The first step in a standard machine learning workflow is training — the method of passing training data to a model so that it can learn to identify patterns. After training, the subsequent step in the process is testing how the model performs on data outside of the training set. This is recognized as model evaluation. It might run training and evaluation multiple times, delivering additional feature engineering and tweaking model architecture. Once the model’s performance is good during evaluation, the model is served so that others can access it to make predictions.

Figure 2: Machine learning model development process

As a data scientist, it is important to translate the product team’s needs into the circumstances of a model by saying false negatives are five times more costly than false positives. Hence, it should be optimized for recall over precision to satisfy this when designing a model. It is also important to find a balance between the product team’s goal of optimizing for precision and the goal of minimizing the model’s loss.

Tools for the Data and Model

Various products are available that provide tooling for solving data and machine learning problems. Below are a few tools:

BigQuery

It is an enterprise data warehouse designed for analyzing large datasets quickly with SQL. Data in BigQuery is organized by Datasets, and a Dataset can have multiple Tables.

Figure: Big Query

BigQuery ML

BigQuery ML is a tool for building models from data stored in BigQuery. With BigQuery ML, we can train, evaluate, and generate predictions on our models using SQL. It supports classification and regression models, along with unsupervised clustering models. It’s also possible to import previously trained TensorFlow models to BigQuery ML for prediction.

Figure: Big Query ML

Challenges in Machine Learning

The process of building ML systems offers many different challenges that influence ML architecture design. Identification of these challenges can be eliminated.

Below are a few important challenges in machine learning:

Data Quality

Machine learning models are only reliable if it is trained and generalized. It should neither be overfitted nor under-fitted. Data is a very important factor for the reliability of any model. If a model is trained on a deficient dataset, on data with badly selected features, or on data that doesn’t accurately interpret the population using the model, the model’s predictions will be a direct imputation of that data.

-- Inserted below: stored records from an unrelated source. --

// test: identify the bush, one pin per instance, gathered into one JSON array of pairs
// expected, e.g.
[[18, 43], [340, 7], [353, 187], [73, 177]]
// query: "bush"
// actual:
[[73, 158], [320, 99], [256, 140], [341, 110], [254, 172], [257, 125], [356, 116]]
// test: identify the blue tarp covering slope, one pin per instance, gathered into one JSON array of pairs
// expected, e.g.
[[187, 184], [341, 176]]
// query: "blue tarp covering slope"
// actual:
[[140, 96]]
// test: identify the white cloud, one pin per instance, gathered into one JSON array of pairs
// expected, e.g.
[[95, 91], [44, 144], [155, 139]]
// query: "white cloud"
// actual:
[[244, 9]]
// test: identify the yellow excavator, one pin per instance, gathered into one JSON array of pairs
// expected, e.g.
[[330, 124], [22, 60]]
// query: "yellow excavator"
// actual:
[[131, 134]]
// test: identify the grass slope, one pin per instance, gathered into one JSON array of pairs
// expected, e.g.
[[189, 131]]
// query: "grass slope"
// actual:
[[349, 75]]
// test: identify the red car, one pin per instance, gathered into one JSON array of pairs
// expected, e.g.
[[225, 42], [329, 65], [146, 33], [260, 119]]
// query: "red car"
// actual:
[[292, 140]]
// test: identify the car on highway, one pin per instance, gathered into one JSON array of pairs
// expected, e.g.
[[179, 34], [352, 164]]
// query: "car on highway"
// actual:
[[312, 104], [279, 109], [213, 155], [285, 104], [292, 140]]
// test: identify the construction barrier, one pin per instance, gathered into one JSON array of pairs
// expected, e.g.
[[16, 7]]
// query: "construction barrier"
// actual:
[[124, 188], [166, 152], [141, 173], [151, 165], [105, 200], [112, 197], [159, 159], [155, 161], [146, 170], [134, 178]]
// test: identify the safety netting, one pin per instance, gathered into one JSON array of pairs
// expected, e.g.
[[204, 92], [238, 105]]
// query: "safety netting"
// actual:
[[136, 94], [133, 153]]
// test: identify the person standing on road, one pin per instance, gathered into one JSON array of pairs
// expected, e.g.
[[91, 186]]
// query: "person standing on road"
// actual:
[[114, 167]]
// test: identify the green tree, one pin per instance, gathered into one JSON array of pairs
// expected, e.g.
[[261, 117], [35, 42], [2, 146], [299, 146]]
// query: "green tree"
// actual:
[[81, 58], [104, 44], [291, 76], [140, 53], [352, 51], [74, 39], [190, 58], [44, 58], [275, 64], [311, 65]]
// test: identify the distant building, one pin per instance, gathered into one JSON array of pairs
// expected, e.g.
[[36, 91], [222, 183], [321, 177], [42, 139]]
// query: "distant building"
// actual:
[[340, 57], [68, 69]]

Data should have quality and its quality should be based on accuracy, completeness, consistency, and timeliness.

Data Accuracy

Data accuracy belongs to both training data’s features and important truth labels agreeing with those features. If a machine learning model is trained on a deficient dataset, on data with inadequately selected features, or on data that doesn’t accurately represent the population using the model, the model’s predictions will be a direct reflection of that data. So, the model will either be overfitted or underfit.

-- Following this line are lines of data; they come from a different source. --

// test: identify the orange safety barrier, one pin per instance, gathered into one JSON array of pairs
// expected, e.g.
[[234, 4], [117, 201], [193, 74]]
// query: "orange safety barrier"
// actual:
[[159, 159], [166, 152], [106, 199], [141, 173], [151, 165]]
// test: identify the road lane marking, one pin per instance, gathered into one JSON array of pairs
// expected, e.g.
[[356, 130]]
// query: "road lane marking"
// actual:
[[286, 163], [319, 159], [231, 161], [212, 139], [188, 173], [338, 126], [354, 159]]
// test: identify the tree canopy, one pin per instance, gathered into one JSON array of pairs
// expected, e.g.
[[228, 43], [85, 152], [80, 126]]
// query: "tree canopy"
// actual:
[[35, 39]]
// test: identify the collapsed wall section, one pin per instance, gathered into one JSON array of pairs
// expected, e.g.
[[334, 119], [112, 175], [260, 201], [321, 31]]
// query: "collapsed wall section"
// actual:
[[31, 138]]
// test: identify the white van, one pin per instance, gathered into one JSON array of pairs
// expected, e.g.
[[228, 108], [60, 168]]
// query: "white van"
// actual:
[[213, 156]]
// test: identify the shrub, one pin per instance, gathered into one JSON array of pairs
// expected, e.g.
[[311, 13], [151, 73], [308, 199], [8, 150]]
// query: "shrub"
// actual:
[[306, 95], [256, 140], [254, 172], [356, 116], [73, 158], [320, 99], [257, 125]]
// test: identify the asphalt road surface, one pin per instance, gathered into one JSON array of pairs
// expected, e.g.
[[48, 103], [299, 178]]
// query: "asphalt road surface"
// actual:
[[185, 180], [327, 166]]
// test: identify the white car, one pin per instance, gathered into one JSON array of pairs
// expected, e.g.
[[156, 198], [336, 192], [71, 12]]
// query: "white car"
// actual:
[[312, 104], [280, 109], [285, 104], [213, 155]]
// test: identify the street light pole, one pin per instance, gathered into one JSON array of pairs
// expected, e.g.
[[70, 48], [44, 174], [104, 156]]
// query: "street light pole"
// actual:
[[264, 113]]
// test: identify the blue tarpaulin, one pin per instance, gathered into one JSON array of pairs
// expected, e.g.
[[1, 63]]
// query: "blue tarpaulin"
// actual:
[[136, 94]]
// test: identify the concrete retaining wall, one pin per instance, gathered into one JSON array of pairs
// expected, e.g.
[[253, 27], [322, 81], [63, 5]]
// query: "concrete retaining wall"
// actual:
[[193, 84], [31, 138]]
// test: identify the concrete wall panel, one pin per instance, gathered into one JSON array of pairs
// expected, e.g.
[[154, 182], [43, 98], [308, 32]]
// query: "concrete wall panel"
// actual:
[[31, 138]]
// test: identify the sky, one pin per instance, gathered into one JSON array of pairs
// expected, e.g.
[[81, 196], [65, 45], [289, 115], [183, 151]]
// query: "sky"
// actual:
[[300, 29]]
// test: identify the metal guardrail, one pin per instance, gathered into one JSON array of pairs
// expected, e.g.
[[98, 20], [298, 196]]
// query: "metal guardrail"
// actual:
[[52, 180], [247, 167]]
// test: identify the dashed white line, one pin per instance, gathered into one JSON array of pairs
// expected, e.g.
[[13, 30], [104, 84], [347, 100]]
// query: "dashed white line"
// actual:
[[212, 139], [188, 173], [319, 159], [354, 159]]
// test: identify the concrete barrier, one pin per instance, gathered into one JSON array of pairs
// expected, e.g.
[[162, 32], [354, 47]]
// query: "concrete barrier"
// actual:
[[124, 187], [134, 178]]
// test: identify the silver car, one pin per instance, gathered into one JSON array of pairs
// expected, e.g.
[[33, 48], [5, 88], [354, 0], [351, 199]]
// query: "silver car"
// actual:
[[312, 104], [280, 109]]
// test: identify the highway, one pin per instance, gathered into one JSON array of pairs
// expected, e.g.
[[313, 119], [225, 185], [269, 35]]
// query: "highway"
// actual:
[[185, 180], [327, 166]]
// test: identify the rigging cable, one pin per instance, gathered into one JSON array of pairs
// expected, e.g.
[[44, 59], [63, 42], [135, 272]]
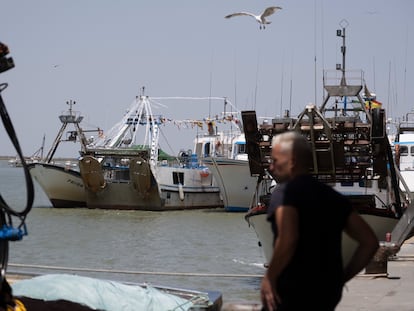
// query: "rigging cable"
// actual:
[[7, 231]]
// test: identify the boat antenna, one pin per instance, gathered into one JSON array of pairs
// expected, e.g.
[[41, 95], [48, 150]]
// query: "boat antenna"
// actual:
[[341, 33]]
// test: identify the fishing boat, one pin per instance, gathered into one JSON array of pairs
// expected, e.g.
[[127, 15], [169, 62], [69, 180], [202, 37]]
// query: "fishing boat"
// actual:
[[120, 173], [351, 152], [61, 181], [404, 150], [223, 151]]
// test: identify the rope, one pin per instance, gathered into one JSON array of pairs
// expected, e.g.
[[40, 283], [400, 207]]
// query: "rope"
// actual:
[[226, 275]]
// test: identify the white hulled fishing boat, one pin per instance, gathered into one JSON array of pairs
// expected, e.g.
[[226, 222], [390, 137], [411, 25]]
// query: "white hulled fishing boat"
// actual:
[[119, 173]]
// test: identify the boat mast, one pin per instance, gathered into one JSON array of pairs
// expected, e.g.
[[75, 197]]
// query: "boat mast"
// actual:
[[69, 117]]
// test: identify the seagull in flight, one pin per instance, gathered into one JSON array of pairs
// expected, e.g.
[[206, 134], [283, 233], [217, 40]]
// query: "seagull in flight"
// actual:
[[261, 19]]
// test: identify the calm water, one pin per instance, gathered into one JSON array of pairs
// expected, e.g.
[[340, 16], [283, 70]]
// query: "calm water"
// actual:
[[160, 248]]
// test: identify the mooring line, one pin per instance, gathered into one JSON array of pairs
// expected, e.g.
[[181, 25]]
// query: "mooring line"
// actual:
[[227, 275]]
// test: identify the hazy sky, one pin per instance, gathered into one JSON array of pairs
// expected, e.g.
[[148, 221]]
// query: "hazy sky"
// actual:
[[100, 53]]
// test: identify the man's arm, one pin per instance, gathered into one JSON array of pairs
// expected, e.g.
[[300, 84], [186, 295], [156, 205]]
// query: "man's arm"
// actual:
[[284, 248], [359, 230]]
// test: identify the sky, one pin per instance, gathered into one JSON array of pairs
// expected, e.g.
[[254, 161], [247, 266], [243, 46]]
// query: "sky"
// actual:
[[101, 53]]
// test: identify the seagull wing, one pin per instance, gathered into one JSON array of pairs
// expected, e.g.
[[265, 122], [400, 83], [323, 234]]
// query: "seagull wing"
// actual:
[[270, 10], [240, 14]]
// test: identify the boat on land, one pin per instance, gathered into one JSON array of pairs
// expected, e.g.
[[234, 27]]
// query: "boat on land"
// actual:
[[224, 153], [49, 291], [404, 150], [61, 180], [351, 152], [120, 173]]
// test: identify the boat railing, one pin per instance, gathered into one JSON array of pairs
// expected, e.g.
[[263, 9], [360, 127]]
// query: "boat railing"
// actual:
[[335, 77]]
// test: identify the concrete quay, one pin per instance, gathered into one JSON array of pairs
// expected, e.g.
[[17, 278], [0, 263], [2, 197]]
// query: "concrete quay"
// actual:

Figure 3: Underfitting and overfitting

Duplicates in the training dataset, for example, can cause the ML model to inaccurately assign more weight to these data points.

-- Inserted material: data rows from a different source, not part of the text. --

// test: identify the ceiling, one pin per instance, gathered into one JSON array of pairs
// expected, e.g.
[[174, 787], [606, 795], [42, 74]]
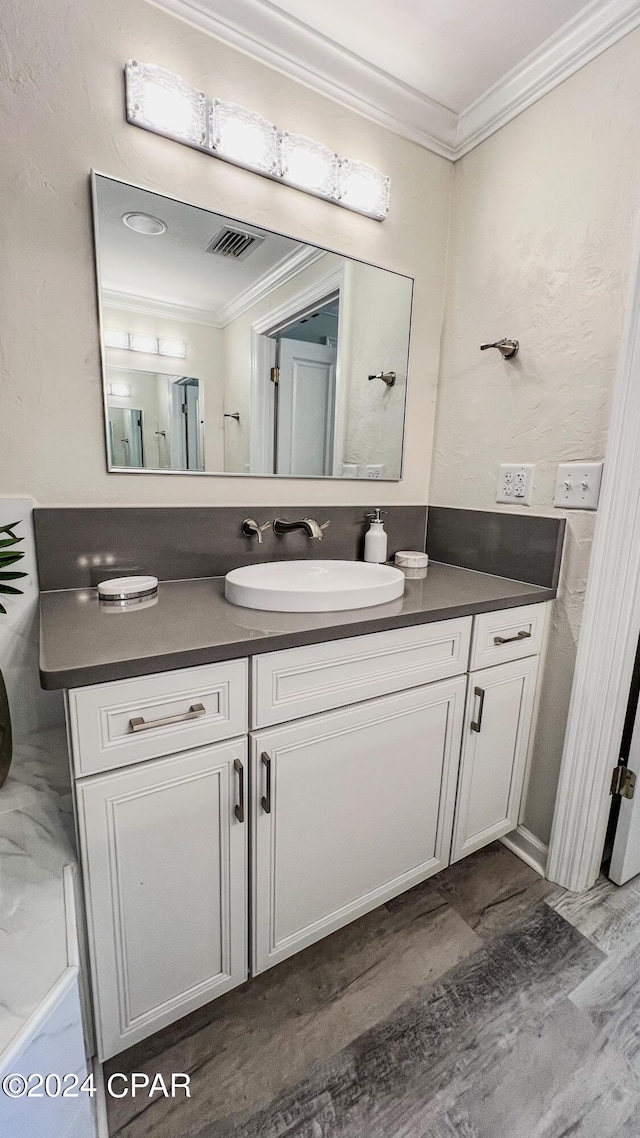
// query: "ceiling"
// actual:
[[174, 269], [444, 73]]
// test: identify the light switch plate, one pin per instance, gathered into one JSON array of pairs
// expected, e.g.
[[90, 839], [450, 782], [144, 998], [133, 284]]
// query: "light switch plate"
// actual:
[[515, 484], [577, 485]]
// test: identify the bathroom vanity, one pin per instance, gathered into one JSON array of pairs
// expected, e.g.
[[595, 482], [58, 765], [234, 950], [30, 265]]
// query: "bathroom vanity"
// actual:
[[232, 813]]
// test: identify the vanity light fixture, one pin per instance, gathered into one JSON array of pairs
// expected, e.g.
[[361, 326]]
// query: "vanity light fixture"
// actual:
[[243, 137], [153, 345], [144, 223], [140, 343], [163, 102], [309, 165]]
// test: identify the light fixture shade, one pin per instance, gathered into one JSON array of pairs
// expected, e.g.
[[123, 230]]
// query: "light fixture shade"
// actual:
[[363, 188], [244, 137], [139, 343], [115, 338], [177, 348], [164, 102], [309, 165]]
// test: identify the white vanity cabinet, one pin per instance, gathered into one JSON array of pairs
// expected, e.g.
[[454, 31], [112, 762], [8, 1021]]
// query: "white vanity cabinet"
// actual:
[[370, 764], [165, 876], [349, 809]]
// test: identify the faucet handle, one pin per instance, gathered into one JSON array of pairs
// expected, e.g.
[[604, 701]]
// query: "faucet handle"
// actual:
[[249, 527]]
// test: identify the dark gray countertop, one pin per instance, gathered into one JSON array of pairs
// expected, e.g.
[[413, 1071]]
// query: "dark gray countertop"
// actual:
[[82, 643]]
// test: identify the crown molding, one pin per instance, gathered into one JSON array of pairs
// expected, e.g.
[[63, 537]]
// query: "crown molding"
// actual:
[[285, 271], [264, 32], [148, 306], [260, 30], [574, 46]]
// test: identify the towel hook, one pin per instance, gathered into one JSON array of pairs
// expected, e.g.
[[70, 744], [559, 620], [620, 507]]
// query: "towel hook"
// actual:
[[507, 348]]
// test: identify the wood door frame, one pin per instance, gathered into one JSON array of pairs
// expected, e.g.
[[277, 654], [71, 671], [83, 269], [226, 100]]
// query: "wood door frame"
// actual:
[[263, 357], [609, 633]]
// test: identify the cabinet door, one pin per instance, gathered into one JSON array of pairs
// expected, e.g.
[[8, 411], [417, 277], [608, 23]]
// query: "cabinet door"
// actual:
[[164, 857], [350, 808], [494, 749]]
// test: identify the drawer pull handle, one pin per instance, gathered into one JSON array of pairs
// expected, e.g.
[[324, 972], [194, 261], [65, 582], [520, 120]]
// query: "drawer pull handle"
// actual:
[[265, 800], [476, 724], [239, 809], [195, 711], [509, 640]]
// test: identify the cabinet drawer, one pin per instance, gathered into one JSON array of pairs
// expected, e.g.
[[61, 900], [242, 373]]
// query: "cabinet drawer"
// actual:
[[113, 725], [302, 681], [508, 635]]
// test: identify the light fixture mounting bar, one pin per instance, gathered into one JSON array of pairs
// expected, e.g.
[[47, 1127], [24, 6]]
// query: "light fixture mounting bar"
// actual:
[[160, 101]]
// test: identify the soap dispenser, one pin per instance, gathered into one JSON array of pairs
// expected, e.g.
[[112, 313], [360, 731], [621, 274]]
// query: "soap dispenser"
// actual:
[[375, 538]]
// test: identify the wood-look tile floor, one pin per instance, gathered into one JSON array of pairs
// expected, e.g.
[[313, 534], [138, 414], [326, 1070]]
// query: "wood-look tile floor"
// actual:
[[483, 1004]]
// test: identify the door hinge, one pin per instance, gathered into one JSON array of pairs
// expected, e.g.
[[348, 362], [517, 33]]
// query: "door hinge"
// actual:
[[623, 782]]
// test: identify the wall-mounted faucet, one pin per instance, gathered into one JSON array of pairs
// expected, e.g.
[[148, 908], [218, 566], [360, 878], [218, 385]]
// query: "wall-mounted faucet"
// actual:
[[507, 348], [311, 527], [251, 527]]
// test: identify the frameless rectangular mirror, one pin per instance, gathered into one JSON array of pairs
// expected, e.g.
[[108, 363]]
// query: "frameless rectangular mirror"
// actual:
[[231, 349]]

Operations to perform to maintain data quality:

  • Understanding where data came from and any potential errors in the data collection steps can help assure feature accuracy.
  • Analysis screen for typos.
  • Identification of duplicate entries.
  • Measurement of inconsistencies in tabular data.
  • Analysis missing features.
  • Identification of any other errors that may affect data quality.

Accurate data labels are just as important as feature accuracy. As a result, wrongly labeled training examples can produce misleading model accuracy. The model relies only on the ground truth labels in training data to update its weights and minimize loss.

Example:

Let’s take an example that you are developing a sentiment analysis model and 25% of your “positive” training examples have been wrongly labeled as “negative.” Your model will have a wrong picture of what should be counted as negative sentiment, and this will be directly reflected in its predictions.

Data Completeness

It is easy to understand data completeness by taking an example.

Figure 4: Incomplete data

Let’s take an example of a model that is being trained to identify cat breeds.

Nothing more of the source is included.